The nurse is preparing to irrigate the wound of a 7-year-old client who sustained a laceration while on a playground. Which of the following actions should the nurse take? Select all that apply.
- A. Administer a prescribed analgesic 30 minutes before irrigating the wound
- B. Cleanse the wound from the most contaminated to the least contaminated area
- C. Obtain a 10-mL syringe and a 27-gauge needle
- D. Review the client's vaccination record
- E. Use continuous pressure to flush the wound and repeat until the drainage is clear
Correct Answer: A,D,E
Rationale: Analgesics (A), checking vaccinations (D) for tetanus risk, and continuous flushing (E) are appropriate. Cleaning from contaminated to clean (B) is incorrect, and a 27-gauge needle (C) is too small for irrigation.

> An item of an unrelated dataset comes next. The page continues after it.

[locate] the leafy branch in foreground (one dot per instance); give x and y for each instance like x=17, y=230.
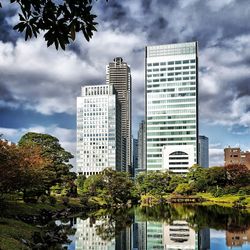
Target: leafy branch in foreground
x=60, y=20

You may also like to solve these questions
A client diagnosed with heart failure has an 8-hour urine output of 200 mL. What is the nurse's first action?
- A. Auscultate the client's breath sounds
- B. Encourage the client to increase fluid intake
- C. Report the findings to the supervising registered nurse
- D. Start an IV line for diuretic administration
Correct Answer: C
Rationale: Low urine output (200 mL/8 hr) in heart failure suggests worsening fluid retention, requiring immediate reporting to the RN (C). Auscultation (A), fluids (B), and IV diuretics (D) require RN direction.
The nurse is caring for a client with increased intracranial pressure (ICP). Which statement by the unlicensed assistive personnel would require immediate intervention by the nurse?
- A. I will raise the head of the bed so it is easier to see the television.
- B. I will turn down the lights when I leave.
- C. Let me move your belongings closer so you can reach them
- D. You should do deep breathing and coughing exercises.
Correct Answer: A
Rationale: Raising the head of the bed (A) without medical guidance can alter ICP dangerously. Dimming lights (B), moving belongings (C), and breathing exercises (D) are generally safe or neutral.
A client has been newly diagnosed with hypothyroidism and will take levothyroxine (Synthroid) 50 mcg/day by mouth. As part of the teaching plan, the nurse emphasizes that this medication:
- A. Should be taken in the morning
- B. May decrease the client's energy level
- C. Must be stored in a dark container
- D. Will decrease the client's heart rate
Correct Answer: A
Rationale: Should be taken in the morning. Thyroid supplement should be taken in the morning to minimize the side effect of insomnia.
The nurse has attended a staff education program about administering intramuscular injections. Which of the following statements by the nurse would indicate a correct understanding of the program?
- A. I will insert the needle at a 45-degree angle.
- B. I will wait 3 seconds after injecting the medication before removing the needle.
- C. I will gently massage the injection site after removing the needle.
- D. I will use my hand to displace subcutaneous tissue prior to inserting the needle.
Correct Answer: D
Rationale: Displacing subcutaneous tissue (D) via the Z-track method prevents leakage and irritation. IM injections use a 90-degree angle (A is incorrect), waiting 3 seconds (B) is not standard, and massaging (C) is avoided for some medications.
The nurse is planning an approach to decrease urinary incontinence in an elderly client. Which activity will do the most to help prevent incontinence?
- A. Restrict fluids until continence has been achieved and then hydrate well.
- B. Offer the bedpan at two-hour intervals during the day and every four hours at night.
- C. Encourage the client to ambulate frequently and have the client do deep breathing exercises.
- D. Encourage fluids during the day and offer the bedpan every two hours.
Correct Answer: D
Rationale: Adequate hydration and frequent toileting (every two hours) promote bladder health and reduce incontinence. Fluid restriction or unrelated exercises are ineffective.